L'austérité budgétaire et le néolibéralisme ont conduit les universités et les collèges publics canadiens à se transformer progressivement en institutions hybrides, c’est-à-dire tributaires d’un financement à la fois public et privé. Il y a de plus en plus urgence à reconnaître les contradictions inhérentes à cette situation, et à y réagir.
La recherche académique menée dans nos établissements d’enseignement financés par l’État sert l’intérêt public, car elle contribue à l’avancement du savoir pris dans son sens large. C’est ce qui la rend unique : libérés de l’obligation de se plier aux diktats d’une entreprise ou à une directive gouvernementale, les chercheurs académiques s’aventurent dans toutes sortes de directions, examinant tour à tour des questions fondamentales ou des idées hétérodoxes selon un échéancier qui ne permet pas de faire fructifier rapidement le potentiel commercial de produits. De plus, les chercheurs académiques indépendants découvrent parfois des vérités qui déplaisent souverainement au secteur privé ou à la classe politique, mais dont il faut quand même prendre acte. Notre prospérité, notre santé et le bien-être des générations futures sont étroitement liés à ce genre de recherches.

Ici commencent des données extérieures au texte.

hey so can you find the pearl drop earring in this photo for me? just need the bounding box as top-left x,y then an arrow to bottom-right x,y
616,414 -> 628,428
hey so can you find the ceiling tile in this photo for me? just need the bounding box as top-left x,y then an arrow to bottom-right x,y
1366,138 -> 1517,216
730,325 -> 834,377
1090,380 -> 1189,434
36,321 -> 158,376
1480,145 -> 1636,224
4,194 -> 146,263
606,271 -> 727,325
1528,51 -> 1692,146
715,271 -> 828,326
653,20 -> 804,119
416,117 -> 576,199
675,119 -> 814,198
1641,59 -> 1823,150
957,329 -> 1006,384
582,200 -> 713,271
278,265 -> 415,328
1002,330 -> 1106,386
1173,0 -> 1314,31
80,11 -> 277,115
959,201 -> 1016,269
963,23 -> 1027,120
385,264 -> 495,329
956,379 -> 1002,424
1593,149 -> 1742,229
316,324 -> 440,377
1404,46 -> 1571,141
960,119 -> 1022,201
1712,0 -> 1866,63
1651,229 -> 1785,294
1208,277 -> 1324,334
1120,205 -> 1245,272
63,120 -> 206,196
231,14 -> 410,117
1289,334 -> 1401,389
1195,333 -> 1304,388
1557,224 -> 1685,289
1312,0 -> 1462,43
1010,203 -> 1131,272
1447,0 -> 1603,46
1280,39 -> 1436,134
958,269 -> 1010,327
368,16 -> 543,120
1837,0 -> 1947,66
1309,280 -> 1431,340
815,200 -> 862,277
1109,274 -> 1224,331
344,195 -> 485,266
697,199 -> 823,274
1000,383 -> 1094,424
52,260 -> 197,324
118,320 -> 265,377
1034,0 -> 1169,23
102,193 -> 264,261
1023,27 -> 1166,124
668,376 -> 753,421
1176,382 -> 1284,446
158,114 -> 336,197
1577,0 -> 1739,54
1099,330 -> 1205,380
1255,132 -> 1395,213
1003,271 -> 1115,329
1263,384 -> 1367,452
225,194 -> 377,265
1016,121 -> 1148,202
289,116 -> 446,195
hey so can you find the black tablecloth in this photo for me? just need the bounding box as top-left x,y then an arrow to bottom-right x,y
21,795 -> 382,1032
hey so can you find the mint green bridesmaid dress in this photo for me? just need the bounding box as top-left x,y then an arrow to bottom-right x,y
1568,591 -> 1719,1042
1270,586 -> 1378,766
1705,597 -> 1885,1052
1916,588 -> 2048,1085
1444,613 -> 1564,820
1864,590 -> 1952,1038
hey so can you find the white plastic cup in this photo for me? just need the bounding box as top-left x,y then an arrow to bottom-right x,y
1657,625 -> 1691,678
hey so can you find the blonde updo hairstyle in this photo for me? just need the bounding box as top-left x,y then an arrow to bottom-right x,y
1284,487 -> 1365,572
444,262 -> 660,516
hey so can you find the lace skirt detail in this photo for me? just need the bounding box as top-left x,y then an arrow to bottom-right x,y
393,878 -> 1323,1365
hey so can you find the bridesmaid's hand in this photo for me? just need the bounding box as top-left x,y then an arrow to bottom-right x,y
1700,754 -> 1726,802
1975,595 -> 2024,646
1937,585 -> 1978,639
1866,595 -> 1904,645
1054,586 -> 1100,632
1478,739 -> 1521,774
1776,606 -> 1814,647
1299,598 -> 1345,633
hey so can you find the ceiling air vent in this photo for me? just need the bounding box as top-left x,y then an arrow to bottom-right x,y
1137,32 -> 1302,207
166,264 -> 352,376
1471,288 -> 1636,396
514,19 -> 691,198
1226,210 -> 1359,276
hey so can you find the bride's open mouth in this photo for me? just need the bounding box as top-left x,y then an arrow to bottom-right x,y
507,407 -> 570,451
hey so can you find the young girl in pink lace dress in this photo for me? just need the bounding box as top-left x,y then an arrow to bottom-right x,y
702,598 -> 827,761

Lorsque les ressources financières publiques diminuent, voire se tarissent, rendant problématique la poursuite de ces travaux si essentiels, il est extrêmement tentant de se tourner vers d’autres bailleurs de fonds. Ce n’est donc pas d’hier que les chercheurs académiques sentent la pression de s’associer à l’entreprise privée. Avec le temps, ces partenariats sont devenus un pilier des plans d’affaires de bien des universités et collèges. Et quand les pouvoirs publics se désengagent de leur responsabilité de soutenir l’éducation postsecondaire, les liens de dépendance par rapport au financement privé de la recherche ne peuvent que se resserrer. Malheureusement, les partenariats public-privé pour la recherche font aussi craindre les conflits d’intérêts.
Les investisseurs privés qui soutiennent des projets de recherche académique sur les campus devraient comprendre qu’ils ne peuvent simplement acheter l’accès aux laboratoires et au personnel subventionnés par l’État. Leur aide financière leur permet plutôt d’être en relation avec des établissements d’enseignement soucieux de conserver leur indépendance dans l’intégralité de leur quête intellectuelle au prix de leur crédibilité. Les atteintes à la liberté académique, que ce soit en restreignant la publication des conclusions par la voie d’ententes de confidentialité, en encadrant indûment l’orientation des nouvelles recherches, ou encore en menaçant de sanctions les chercheurs qui ont le malheur de tirer des conclusions indésirables, nuisent d’abord aux chercheurs, mais finissent aussi par miner l’intégrité de la recherche académique et par desservir les intérêts de la société entière.
En ce moment, la survie des universités et des collèges peut passer par le privé. Et les collaborations ainsi financées peuvent même parfois aiguillonner positivement l’innovation. Mais pour cela, il est essentiel que les partenariats soient régis par des accords clairs, transparents et exécutoires qui protègent les principes de la liberté académique et de l’autonomie de l’établissement. Ces accords sont les seuls freins possibles à la tendance naturelle des bailleurs de fonds de vouloir influencer les résultats des recherches que, dans leur esprit, ils ont payées de leur poche. Les administrations universitaires et collégiales doivent empêcher un tel dérapage, et comprendre qu’aucun investissement, si grand soit-il, ne justifiera jamais qu’étant au service du public, elles ébranlent sa confiance.
Les partenariats qui trahissent cette confiance, comportent un renoncement à la liberté académique ou manquent de transparence n’ont simplement pas lieu d’être dans l’espace académique.